For a completely different look to an ordinary table, create your own faux finished crackle effect. It requires the use of two coats of different color paint so the crackling effect is more defined. But don't stop there. If you like to experiment, you may find a technique you like better, as is often the case with faux finishing.

  1. The first step to obtaining a successful crackle finish is to test your crackle glaze. These glazes can be obtained as part of a kit that is available at most hardware stores. The thickness of this glaze coat will determine the final appearance of your finish. The thicker the glaze, the more pronounced the crackling will be. Study steps 2, 3 and 4 and repeat them on a test area. Vary the thickness of your crackle glaze until you obtain the desired appearance. This is also a good time to experiment with the color of your two coats of latex paint.
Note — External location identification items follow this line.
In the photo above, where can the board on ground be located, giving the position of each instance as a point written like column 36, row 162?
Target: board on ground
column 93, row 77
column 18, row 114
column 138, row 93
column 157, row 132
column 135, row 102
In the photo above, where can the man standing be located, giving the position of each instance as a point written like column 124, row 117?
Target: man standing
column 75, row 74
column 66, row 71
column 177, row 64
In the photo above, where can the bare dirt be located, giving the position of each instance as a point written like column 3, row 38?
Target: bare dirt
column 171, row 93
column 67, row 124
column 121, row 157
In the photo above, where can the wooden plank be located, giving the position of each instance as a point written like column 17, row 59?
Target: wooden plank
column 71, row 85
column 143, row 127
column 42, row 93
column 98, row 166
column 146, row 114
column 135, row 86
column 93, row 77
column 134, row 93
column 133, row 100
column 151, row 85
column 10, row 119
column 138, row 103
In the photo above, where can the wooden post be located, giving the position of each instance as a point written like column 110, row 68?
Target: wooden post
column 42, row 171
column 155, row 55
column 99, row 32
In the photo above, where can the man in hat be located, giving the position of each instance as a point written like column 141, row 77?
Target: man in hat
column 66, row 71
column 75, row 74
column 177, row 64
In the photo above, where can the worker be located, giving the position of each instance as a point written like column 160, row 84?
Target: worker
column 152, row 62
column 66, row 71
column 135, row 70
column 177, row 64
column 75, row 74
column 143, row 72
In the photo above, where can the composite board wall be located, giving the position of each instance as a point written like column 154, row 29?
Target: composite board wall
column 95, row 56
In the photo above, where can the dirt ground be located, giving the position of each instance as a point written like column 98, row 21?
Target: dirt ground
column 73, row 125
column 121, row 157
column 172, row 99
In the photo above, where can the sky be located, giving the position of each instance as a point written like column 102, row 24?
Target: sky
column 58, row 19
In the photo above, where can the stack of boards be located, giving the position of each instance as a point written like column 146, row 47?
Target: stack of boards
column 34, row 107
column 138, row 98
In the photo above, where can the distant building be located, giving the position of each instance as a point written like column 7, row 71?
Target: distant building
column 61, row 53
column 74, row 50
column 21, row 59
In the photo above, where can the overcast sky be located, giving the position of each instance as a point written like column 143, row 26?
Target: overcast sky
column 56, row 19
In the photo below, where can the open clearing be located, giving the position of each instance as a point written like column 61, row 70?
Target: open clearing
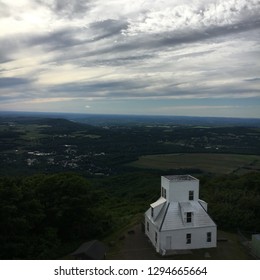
column 213, row 163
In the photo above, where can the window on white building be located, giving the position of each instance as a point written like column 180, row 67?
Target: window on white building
column 164, row 192
column 191, row 195
column 188, row 238
column 208, row 236
column 188, row 217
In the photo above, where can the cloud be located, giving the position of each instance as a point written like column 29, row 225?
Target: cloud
column 129, row 50
column 12, row 82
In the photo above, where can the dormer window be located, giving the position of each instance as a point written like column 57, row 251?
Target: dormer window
column 191, row 195
column 188, row 217
column 164, row 192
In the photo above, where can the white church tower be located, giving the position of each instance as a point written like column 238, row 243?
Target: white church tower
column 178, row 220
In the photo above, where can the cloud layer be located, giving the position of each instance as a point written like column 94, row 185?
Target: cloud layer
column 77, row 54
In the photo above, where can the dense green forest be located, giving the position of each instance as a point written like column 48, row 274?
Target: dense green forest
column 48, row 216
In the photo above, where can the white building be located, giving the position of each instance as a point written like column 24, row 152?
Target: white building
column 178, row 220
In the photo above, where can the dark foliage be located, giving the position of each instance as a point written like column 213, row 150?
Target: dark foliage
column 41, row 214
column 234, row 201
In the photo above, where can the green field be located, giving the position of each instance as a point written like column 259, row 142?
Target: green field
column 213, row 163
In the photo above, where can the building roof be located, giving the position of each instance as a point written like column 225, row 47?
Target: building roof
column 171, row 216
column 179, row 178
column 160, row 201
column 92, row 250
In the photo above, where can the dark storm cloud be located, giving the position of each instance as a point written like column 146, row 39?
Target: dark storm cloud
column 13, row 82
column 252, row 80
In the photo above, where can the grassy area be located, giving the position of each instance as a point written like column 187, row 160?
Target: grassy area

  2. Apply one coat of flat latex paint to the item you have chosen to finish. Use a paintbrush to apply this base coat. Remember that the color you choose for this coat will be the one that shows through the cracks.
  3. Allow the base coat to dry completely (usually 4 to 6 hours with a flat latex is plenty of time), then apply one even coat of your crackle glaze with a brush. It is important that you brush in one direction only when applying this coat and the next latex top coat. Apply the crackle glaze at the thickness that worked best for you when you did your test samples.
  4. Apply the top coat. You may want to choose a water base acrylic enamel for hardness if this is going on a table that will be exposed to a variety of treatments. Make sure your brush is well loaded with paint and apply the paint with steady strokes. Work in the same direction that you did with the crackle glaze and avoid going over the surface more than once. Cracks will begin to form immediately. Let the top coat dry completely. Any gloss level latex paint is suitable for your top coat, but the higher the gloss level the longer you should wait before moving on to step 5. The longest dry time will be with a semigloss or gloss latex; allow about 24 hours for these to dry.
  5. When the piece is dry, sand it lightly and apply one coat of acrylic varnish to protect the finish.